Sara Wheeler

Way out west

This year America celebrates the cent-enary of Mark Twain’s death.

issue 21 August 2010

This year America celebrates the cent-enary of Mark Twain’s death.

This year America celebrates the cent-enary of Mark Twain’s death. He is the nearest that country gets to a national treasure, with a hefty bibliography to show it: the University of California Press’s 70-volume Works and Papers represents but a fragment, and in June Penguin published an entire book on the food Twain ate.

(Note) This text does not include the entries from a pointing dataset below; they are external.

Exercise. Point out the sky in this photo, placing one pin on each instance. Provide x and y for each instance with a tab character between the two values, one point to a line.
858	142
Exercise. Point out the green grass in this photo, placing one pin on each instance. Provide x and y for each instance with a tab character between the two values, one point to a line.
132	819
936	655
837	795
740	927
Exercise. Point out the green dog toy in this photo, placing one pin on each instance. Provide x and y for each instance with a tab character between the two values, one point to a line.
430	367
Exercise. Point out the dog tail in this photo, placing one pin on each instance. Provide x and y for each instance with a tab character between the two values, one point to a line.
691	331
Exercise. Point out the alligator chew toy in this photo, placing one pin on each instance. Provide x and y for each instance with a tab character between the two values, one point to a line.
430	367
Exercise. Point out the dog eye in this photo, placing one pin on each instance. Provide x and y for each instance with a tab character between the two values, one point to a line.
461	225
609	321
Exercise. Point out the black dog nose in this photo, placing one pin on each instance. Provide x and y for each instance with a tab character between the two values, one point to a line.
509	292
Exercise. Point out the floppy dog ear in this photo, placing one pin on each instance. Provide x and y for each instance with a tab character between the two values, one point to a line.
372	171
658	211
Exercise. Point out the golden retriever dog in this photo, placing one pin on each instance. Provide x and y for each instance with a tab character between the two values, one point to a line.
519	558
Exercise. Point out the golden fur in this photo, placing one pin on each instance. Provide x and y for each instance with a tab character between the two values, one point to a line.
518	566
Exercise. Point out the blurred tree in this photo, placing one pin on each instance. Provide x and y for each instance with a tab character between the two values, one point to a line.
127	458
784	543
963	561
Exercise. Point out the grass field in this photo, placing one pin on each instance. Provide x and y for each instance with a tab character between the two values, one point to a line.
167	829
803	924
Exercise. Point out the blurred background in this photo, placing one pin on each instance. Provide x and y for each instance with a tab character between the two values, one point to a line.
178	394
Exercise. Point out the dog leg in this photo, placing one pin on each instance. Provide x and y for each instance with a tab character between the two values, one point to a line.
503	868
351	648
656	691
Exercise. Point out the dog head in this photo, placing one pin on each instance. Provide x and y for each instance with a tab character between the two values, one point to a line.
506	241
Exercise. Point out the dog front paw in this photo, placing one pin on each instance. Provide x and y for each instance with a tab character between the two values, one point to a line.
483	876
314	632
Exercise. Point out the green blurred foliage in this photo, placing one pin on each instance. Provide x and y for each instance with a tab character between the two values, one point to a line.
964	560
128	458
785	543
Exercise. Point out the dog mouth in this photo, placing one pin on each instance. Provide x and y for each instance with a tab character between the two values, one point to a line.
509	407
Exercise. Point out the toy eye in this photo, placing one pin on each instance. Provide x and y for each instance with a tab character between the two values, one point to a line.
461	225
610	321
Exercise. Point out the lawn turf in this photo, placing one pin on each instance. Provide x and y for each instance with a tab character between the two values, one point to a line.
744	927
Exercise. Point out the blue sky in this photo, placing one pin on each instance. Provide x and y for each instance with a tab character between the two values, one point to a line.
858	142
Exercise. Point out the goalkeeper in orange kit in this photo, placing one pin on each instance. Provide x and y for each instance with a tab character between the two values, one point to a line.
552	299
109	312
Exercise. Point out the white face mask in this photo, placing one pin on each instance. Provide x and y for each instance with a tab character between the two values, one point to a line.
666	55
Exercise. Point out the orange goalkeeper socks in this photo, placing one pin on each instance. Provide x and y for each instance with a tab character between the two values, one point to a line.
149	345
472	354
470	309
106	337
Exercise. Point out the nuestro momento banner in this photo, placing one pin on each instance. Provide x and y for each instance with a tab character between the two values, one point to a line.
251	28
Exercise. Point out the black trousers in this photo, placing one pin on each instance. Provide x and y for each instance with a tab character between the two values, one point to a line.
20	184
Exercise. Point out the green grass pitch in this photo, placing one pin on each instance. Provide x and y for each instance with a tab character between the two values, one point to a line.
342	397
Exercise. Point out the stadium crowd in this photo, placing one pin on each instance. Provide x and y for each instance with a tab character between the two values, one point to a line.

Now here comes Roy Morris Jr with a contribution covering Twain’s pre-fame journeys among the mines and saloons of the western frontier. What does it add?

Samuel Clemens (as Twain was born) worked as an itinerant printer and a Mississippi riverboat pilot before a reluctant stint as a Confederate guerilla at the outbreak of civil war. At the age of 25, he decided to go west, avoiding the war altogether. His brother Orion had secured a patronage appointment in the newly created Nevada Territory and Sam went with him. The pair rode a stagecoach west across the Great Plains and over the Rocky Mountains, encountering a fearsome cast of gunslingers, chancers and Mormons (as Brigham Young so rightly advised Sam, ‘Ten or eleven wives is all you need’). It took 24 hours to cross the Great Salt Lake and the alkali dust made their noses bleed the whole time. When they pulled in to Carson City the first thing they saw was a shootout.

After forays to silver diggings and timber camps, and a good deal of loafing in high-top Spanish boots with a revolver tucked into his blue jeans, Clemens landed a reporting job on the Territorial Enterprise, a daily newspaper in the booming silver town of Virginia City, 120 miles north-east of Carson and far from the Battle of Shiloh.

In February 1863, the byline ‘Mark Twain’ appeared for the first time.